Ecuador’s agriculture and trade ministers are reportedly seeking to meet with their counterparts from other Latin American banana producing nations in a bid to present a united counter-proposal to the EU to end Europe’s banana tariff system.
With the European Union’s proposal to Latin American exporters to reduce the current tariff level of €176 per tonne to €114 by 2019 having been rejected, Ecuador is now lobbying its peers to back a counter-proposal.
According to Ecuadorian daily El Comercio, the counter-proposal would ask the EU to reduce the tariff to €114 by 2016, which would bring the timescale into line with an earlier agreement between the two sides in July 2008.

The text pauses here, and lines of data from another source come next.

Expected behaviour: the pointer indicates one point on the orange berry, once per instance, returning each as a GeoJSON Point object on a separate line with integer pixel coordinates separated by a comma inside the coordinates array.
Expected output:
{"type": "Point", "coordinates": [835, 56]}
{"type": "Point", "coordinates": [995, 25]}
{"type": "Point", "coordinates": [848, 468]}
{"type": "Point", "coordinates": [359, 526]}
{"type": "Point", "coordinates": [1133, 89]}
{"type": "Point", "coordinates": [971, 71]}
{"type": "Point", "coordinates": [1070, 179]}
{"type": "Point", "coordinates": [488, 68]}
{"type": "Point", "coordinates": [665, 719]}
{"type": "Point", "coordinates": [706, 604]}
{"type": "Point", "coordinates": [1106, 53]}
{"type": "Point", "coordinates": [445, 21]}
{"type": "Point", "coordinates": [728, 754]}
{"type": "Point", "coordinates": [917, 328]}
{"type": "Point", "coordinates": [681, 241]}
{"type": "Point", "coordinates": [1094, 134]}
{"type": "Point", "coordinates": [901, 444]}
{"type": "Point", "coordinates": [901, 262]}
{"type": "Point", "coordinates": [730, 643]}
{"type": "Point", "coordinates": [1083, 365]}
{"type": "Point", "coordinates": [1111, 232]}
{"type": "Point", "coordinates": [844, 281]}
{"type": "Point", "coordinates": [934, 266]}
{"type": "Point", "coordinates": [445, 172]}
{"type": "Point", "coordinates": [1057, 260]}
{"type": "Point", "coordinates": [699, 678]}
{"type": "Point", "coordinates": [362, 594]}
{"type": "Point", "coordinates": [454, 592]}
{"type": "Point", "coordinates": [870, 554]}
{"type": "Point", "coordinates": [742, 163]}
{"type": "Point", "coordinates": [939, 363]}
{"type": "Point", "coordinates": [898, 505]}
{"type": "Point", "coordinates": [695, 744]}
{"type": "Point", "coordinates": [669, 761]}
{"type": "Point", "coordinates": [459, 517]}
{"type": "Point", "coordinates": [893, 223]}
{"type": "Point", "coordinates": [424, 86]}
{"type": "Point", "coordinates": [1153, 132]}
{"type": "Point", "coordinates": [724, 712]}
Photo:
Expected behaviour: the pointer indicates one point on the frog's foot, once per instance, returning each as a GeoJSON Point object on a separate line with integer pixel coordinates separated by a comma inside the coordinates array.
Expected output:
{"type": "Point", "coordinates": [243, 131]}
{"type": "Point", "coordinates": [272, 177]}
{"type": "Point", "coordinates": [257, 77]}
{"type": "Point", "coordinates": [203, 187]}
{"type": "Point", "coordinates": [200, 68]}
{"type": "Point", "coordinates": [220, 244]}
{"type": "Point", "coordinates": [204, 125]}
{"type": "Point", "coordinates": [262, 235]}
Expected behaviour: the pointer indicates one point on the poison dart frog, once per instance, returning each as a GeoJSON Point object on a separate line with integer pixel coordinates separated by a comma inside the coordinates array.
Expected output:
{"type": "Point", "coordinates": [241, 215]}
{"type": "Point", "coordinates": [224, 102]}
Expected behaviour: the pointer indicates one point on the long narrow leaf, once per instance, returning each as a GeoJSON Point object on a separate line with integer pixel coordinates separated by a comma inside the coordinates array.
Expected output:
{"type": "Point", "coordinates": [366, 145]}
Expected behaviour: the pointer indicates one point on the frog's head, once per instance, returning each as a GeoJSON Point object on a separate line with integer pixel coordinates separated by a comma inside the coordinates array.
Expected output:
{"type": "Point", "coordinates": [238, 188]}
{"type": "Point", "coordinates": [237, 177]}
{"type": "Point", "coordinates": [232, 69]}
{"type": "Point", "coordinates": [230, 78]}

Following two weeks of talks between representatives of Ecuador’s banana sector and Méntor Villagómez, the country’s ambassador to the EU, the Ecuadorian authorities are now attempting to garner support for the counter-proposal.
Eduardo Egas, Ecuador’s vice-minister of external trade, told the newspaper that the country was seeking to “exchange views with all the (Latin American) banana producing countries” to see if they can agree “a joint position that benefits and helps everyone”.
Mr Egas said that although he considered the EU to be “very inflexible” towards the idea of altering the proposal, he believed that a united front from all the Latin American producer nations could make successful negotiations possible.